Cooked carrots are one thing. Yams are quite another. While I suspected I wouldn't eat much of the maple-glazed carrots, I knew for certain, that I wouldn't have more than the tiniest bite of the cranberry yam bake. In fact, I was quite relieved when I saw that the half-recipe I was making called for only 1 cup of cranberries---less tart deliciousness wasted by being polluted with yams. The wife, on the other hand, was dancing with anticipation at the yams and was dreading the sourness of the cranberries ruining her yams.

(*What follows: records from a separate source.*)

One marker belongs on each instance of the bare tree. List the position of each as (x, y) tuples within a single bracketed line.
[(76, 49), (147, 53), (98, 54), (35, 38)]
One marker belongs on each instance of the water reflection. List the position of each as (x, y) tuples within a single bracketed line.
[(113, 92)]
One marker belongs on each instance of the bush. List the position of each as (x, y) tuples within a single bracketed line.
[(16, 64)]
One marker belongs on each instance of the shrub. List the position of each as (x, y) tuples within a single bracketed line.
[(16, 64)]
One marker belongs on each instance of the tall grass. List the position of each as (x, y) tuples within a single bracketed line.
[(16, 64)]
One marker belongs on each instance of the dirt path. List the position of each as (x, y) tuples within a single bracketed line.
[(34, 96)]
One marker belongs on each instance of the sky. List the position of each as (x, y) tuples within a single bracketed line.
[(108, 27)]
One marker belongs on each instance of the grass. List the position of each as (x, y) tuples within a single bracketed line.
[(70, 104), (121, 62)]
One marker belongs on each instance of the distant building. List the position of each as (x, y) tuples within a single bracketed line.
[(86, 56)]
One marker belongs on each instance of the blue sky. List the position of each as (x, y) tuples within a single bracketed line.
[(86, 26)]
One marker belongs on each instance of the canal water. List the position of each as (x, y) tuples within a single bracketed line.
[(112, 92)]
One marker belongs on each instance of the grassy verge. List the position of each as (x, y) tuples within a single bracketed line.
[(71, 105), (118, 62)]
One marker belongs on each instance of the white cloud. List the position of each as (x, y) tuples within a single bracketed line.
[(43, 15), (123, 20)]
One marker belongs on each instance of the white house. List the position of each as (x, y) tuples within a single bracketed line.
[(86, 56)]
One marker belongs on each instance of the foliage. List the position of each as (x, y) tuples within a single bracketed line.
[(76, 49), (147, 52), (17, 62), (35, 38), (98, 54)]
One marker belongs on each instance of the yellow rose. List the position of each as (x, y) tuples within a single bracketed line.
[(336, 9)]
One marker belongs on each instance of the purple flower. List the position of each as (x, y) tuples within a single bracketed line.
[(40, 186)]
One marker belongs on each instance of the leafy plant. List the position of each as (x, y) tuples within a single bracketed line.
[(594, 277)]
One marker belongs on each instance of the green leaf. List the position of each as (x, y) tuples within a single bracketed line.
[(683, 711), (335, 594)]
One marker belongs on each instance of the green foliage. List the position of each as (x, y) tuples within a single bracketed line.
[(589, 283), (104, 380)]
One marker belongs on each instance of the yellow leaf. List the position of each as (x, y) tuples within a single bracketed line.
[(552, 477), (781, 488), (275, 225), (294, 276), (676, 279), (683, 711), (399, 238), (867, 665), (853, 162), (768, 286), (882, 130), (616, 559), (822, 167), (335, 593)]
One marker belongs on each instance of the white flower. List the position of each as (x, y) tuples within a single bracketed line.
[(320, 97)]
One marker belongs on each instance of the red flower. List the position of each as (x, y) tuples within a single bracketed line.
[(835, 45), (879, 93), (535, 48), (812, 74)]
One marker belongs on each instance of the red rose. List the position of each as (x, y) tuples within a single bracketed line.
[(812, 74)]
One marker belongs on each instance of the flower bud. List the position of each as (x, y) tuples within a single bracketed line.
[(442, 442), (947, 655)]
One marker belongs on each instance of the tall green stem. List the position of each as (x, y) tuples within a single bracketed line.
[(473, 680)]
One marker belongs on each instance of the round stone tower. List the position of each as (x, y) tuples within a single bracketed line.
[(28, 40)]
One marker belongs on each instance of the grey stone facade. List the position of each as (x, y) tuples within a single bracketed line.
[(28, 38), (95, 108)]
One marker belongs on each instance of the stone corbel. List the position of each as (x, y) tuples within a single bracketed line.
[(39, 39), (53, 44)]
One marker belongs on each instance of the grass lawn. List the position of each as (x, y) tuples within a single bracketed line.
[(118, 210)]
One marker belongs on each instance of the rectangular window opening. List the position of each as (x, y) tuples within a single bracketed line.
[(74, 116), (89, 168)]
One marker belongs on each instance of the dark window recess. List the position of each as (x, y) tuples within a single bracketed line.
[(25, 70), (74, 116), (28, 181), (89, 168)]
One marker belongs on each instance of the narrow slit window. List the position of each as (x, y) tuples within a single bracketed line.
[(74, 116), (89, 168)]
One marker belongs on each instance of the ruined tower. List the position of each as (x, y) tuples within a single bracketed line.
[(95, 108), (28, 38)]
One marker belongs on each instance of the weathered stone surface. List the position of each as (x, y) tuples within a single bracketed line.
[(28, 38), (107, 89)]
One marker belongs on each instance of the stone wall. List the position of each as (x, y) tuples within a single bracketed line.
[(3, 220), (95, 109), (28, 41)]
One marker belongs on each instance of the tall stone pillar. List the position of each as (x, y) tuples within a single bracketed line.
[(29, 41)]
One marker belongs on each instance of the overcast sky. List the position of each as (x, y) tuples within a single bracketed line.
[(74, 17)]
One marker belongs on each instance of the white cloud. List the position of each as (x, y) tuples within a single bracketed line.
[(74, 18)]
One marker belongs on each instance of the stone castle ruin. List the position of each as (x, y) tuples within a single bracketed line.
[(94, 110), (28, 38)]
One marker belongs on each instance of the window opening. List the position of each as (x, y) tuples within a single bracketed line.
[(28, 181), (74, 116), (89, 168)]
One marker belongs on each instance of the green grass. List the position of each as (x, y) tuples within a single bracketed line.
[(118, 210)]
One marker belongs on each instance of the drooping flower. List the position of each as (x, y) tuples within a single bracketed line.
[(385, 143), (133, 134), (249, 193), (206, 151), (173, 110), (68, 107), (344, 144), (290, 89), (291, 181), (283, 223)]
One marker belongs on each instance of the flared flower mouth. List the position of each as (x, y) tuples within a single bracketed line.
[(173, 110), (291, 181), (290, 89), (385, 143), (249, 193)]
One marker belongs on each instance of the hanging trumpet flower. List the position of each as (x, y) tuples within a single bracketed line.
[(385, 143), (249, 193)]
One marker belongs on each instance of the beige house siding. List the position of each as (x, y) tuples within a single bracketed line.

When my mom was a baby, my grandmother related to me, the only food she wouldn't eat was sweet potatoes. Me, I am like my mama. I have never liked yams or sweet potatoes. Nor, I suspect, could I tell you the difference between the two. I know I've heard that true yams are rarely sold in the States. Otherwise, I could muddle my way through a faked explanation, but it's better, if you're curious, to read this: http://www.thekitchn.com/whats-the-difference-between-yams-and-sweet-potatoes-word-of-mouth-211176. Me, I just know I don't like them.
Or do I? When I made the recipe, I felt revulsion at even putting my tongue to the little portion on my fork. Amazingly, it was delicious! Perhaps because it was more akin to dessert than to a vegetable, given the oat streusel both mixed in with the canned yams and sprinkled on top (under a layer of toasted mini-marshmallows)? Perhaps because I accidentally forgot to halve the amount of butter I put in the streusel topping, forcing myself to go back and add the other half of all the rest of the streusel ingredients, too, resulting in twice as much brown sugary, cinnamony goodness as the recipe actually calls for? Perhaps the fact that it was studded with jewel-like bursts of translucent cranberry zing in contrast to the yams' opaque richness? Whatever made the difference, I had a hard time stopping at one serving. My mom did, too. My wife? She loved it despite the (oh, horrible of horribles!) cranberries.
We'll be hosting Practice Thanksgiving on the 22nd and this dish is tops on my list of possible dishes to serve. It's a wonderfully different twist on the usual Thanksgiving sweet potato casserole. And, if you get distracted by the making of another dish (apple raisin carrot salad, in this case) and burn the marshmallows during the broiling process, it's really easy to lift off the gooey, blackened mess and toss on another round of mini-marshmallows to try again. Paying attention this time.